Kısa süre sonra kimyagerler klordan nasıl kaçılacağını gösterdiler: Sodyum tiyosülfat çözeltisine batırılmış bir gazlı bezden nefes almanız gerekir (bu madde fotoğrafçılıkta kullanılır, genellikle hiposülfit olarak adlandırılır). Klor, tiyosülfat çözeltisiyle çok hızlı reaksiyona girerek onu oksitler:

Na2S203 + 4Cl2 + 5H20® 2H2S04 + 2NaCl + 6HCl. Elbette sülfürik asit de zararsız bir madde değildir, ancak seyreltilmiş sulu çözeltisi zehirli klordan çok daha az tehlikelidir. Bu nedenle o yıllarda tiyosülfatın başka bir adı vardı - “antiklor”, ancak ilk tiyosülfat gaz maskeleri pek etkili değildi.

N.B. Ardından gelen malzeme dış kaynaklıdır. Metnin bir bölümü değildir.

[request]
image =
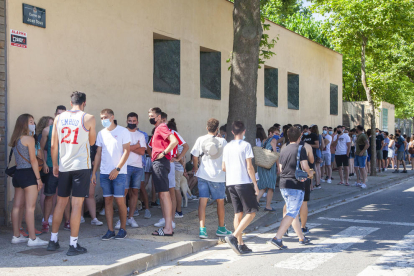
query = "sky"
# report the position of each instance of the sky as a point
(317, 16)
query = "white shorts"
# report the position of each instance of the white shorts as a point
(171, 175)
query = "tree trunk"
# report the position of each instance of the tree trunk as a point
(372, 104)
(244, 67)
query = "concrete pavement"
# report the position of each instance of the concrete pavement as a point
(141, 251)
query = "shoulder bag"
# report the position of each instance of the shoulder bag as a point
(300, 175)
(265, 158)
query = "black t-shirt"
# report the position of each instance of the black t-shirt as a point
(378, 140)
(288, 161)
(311, 139)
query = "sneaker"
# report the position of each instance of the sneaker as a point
(131, 222)
(96, 222)
(243, 249)
(147, 214)
(53, 246)
(67, 226)
(118, 225)
(232, 242)
(19, 239)
(121, 234)
(23, 233)
(45, 227)
(305, 241)
(37, 242)
(278, 244)
(222, 231)
(160, 223)
(73, 251)
(203, 233)
(109, 235)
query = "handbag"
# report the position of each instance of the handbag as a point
(300, 175)
(265, 158)
(10, 171)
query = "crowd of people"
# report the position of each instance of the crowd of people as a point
(60, 157)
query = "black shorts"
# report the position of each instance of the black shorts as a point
(76, 182)
(341, 160)
(160, 171)
(384, 154)
(243, 198)
(50, 182)
(307, 190)
(24, 178)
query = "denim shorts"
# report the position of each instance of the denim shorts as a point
(217, 190)
(360, 161)
(293, 199)
(115, 188)
(134, 177)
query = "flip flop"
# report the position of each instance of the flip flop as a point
(160, 232)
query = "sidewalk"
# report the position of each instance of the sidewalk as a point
(141, 250)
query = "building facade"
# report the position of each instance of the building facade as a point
(132, 55)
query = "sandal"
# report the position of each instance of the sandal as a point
(160, 232)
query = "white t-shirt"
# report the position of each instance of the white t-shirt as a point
(328, 146)
(234, 157)
(210, 169)
(341, 147)
(111, 143)
(135, 159)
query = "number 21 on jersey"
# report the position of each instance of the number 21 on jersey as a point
(67, 138)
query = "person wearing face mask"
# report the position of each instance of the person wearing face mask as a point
(379, 146)
(162, 143)
(112, 156)
(342, 144)
(26, 180)
(73, 133)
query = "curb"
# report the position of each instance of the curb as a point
(141, 262)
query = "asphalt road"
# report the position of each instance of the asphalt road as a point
(372, 235)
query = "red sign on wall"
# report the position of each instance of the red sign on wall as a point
(18, 39)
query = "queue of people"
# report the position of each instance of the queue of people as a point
(60, 158)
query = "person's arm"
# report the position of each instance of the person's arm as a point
(97, 164)
(90, 124)
(252, 174)
(171, 146)
(114, 173)
(30, 143)
(182, 154)
(54, 148)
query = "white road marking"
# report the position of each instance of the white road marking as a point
(369, 221)
(399, 260)
(326, 249)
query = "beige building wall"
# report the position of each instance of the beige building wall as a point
(105, 48)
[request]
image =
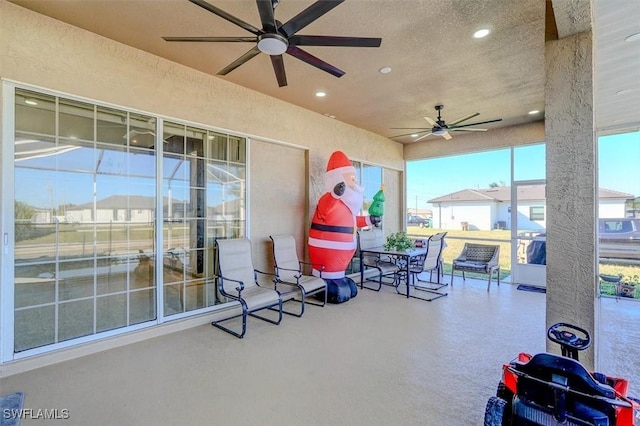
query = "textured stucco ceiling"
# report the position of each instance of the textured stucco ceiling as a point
(427, 43)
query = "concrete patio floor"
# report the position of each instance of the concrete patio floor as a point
(379, 359)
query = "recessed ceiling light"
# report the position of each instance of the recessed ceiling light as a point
(633, 37)
(481, 33)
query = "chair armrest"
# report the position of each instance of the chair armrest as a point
(270, 274)
(313, 265)
(240, 288)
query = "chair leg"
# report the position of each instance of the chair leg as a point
(230, 331)
(379, 281)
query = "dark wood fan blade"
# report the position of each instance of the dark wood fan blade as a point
(461, 119)
(213, 39)
(476, 124)
(409, 128)
(413, 133)
(278, 67)
(455, 129)
(308, 15)
(265, 9)
(224, 15)
(308, 40)
(312, 60)
(241, 60)
(423, 136)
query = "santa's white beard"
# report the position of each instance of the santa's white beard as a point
(353, 198)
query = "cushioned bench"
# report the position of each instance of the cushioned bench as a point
(479, 258)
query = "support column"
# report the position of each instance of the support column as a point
(571, 186)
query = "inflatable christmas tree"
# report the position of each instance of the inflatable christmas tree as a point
(377, 206)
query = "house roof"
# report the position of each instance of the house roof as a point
(501, 194)
(139, 202)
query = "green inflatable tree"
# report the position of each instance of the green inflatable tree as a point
(377, 206)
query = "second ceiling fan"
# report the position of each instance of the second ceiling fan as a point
(275, 38)
(440, 128)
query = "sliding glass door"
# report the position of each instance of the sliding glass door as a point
(115, 215)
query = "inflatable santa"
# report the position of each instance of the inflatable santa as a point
(332, 237)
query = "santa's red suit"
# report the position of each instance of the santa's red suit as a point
(332, 237)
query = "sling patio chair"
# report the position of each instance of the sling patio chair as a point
(478, 258)
(289, 272)
(384, 265)
(238, 280)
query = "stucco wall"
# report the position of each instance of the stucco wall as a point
(571, 186)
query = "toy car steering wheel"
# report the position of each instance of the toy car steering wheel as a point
(563, 334)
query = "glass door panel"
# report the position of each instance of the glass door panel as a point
(528, 233)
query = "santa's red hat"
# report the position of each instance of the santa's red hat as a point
(338, 165)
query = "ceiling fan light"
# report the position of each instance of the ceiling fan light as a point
(633, 37)
(272, 44)
(481, 33)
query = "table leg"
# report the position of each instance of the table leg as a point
(408, 260)
(361, 272)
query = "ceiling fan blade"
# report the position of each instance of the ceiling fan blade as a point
(265, 9)
(308, 40)
(423, 136)
(241, 60)
(278, 67)
(213, 39)
(430, 121)
(476, 124)
(412, 133)
(312, 60)
(224, 15)
(410, 128)
(461, 119)
(308, 15)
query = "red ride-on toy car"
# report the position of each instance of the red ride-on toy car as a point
(551, 390)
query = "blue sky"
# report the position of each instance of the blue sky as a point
(619, 169)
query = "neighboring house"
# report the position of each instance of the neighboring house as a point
(490, 208)
(118, 208)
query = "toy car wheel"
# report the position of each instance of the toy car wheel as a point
(494, 412)
(505, 394)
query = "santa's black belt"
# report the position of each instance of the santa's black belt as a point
(329, 228)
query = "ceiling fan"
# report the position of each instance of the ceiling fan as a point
(276, 38)
(440, 128)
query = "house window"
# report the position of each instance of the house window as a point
(536, 213)
(88, 217)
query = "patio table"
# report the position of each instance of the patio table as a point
(403, 257)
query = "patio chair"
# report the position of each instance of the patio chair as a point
(238, 280)
(384, 265)
(289, 272)
(478, 258)
(428, 262)
(432, 261)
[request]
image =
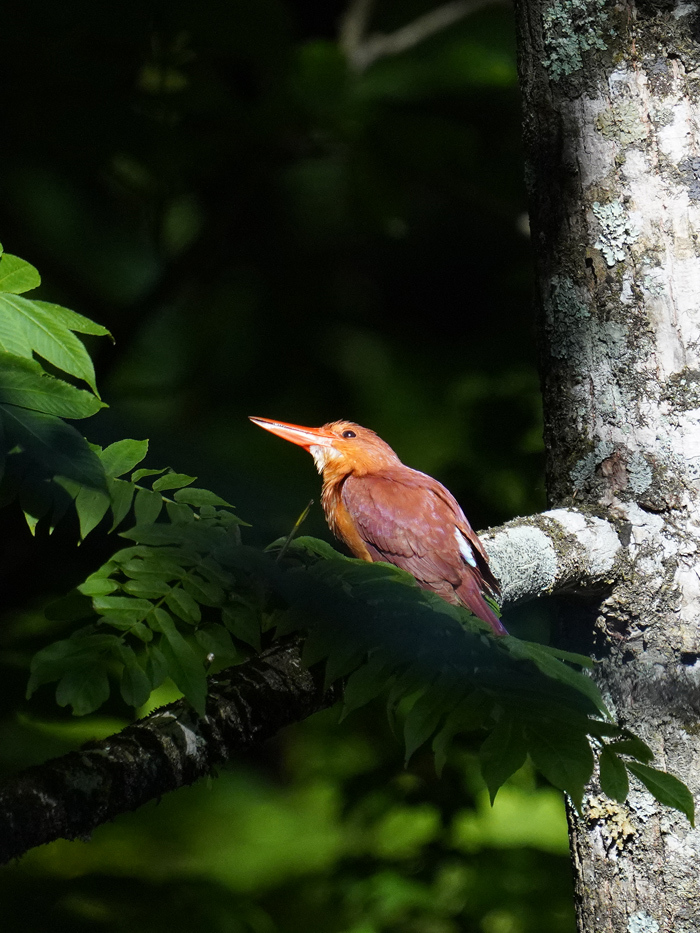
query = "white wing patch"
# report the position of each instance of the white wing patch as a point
(465, 548)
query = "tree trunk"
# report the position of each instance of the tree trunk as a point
(612, 142)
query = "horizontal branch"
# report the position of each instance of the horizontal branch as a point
(563, 550)
(363, 52)
(68, 797)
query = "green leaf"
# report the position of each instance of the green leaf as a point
(141, 474)
(502, 753)
(156, 666)
(563, 755)
(83, 688)
(152, 565)
(215, 640)
(666, 788)
(70, 608)
(147, 506)
(204, 592)
(135, 608)
(343, 658)
(135, 685)
(121, 494)
(182, 604)
(613, 775)
(552, 667)
(173, 481)
(28, 327)
(244, 623)
(24, 383)
(123, 456)
(469, 714)
(53, 447)
(53, 661)
(98, 585)
(91, 506)
(366, 683)
(423, 719)
(199, 497)
(184, 667)
(16, 275)
(150, 586)
(179, 513)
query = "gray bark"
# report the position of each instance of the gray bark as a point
(611, 116)
(68, 797)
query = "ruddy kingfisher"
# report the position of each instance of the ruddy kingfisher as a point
(384, 510)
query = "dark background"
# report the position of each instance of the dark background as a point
(266, 230)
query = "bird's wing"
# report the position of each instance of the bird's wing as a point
(409, 519)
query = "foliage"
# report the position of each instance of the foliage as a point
(187, 593)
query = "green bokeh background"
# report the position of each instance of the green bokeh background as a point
(268, 231)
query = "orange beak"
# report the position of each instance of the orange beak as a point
(304, 437)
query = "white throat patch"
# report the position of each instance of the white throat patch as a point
(322, 455)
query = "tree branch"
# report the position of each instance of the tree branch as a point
(70, 796)
(563, 550)
(559, 551)
(363, 52)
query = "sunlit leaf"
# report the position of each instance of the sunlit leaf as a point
(563, 755)
(28, 327)
(666, 788)
(123, 456)
(16, 275)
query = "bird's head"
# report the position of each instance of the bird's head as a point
(338, 448)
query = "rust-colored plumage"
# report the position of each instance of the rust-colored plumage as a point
(384, 510)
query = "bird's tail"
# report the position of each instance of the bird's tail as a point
(471, 597)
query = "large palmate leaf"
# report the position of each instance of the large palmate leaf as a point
(47, 447)
(24, 383)
(16, 275)
(29, 327)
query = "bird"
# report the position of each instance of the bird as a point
(386, 511)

1916'da Rus kimyager ve geleceğin akademisyeni Nikolai Dmitrievich Zelinsky, toksik maddelerin aktif karbon tabakası tarafından tutulduğu gerçekten etkili bir gaz maskesi icat etti. Çok gelişmiş bir yüzeye sahip bu tür kömür, hiposülfite batırılmış gazlı bezden önemli ölçüde daha fazla klor tutabilir. Neyse ki “klor saldırıları” tarihte yalnızca trajik bir olay olarak kaldı. Dünya Savaşı'ndan sonra klorun yalnızca barışçıl meslekleri kaldı.

Klor kullanımı.

Her yıl dünya çapında çok büyük miktarda, yani on milyonlarca ton klor üretiliyor. 20. yüzyılın sonunda yalnızca ABD'de. Elektroliz yoluyla yılda yaklaşık 12 milyon ton klor üretildi (kimyasal üretimde 10. sırada). Bunun büyük bir kısmı (% 50'ye kadar) organik bileşiklerin klorinasyonuna - solventler, sentetik kauçuk, polivinil klorür ve diğer plastikler, kloropren kauçuğu, pestisitler, ilaçlar ve diğer birçok gerekli ve faydalı ürünün üretilmesi için harcanmaktadır. Geri kalanı inorganik klorürlerin sentezinde, kağıt hamuru ve kağıt endüstrisinde odun hamurunun ağartılmasında ve suyun arıtılmasında tüketilir. Klor, metalurji endüstrisinde nispeten küçük miktarlarda kullanılır. Onun yardımıyla çok saf metaller elde edilir - titanyum, kalay, tantal, niyobyum. Hidrojenin klor içinde yakılmasıyla hidrojen klorür elde edilir ve ondan hidroklorik asit elde edilir. Klor ayrıca ağartma maddelerinin (hipokloritler, ağartıcı) üretiminde ve klorlama yoluyla su dezenfeksiyonunda da kullanılır.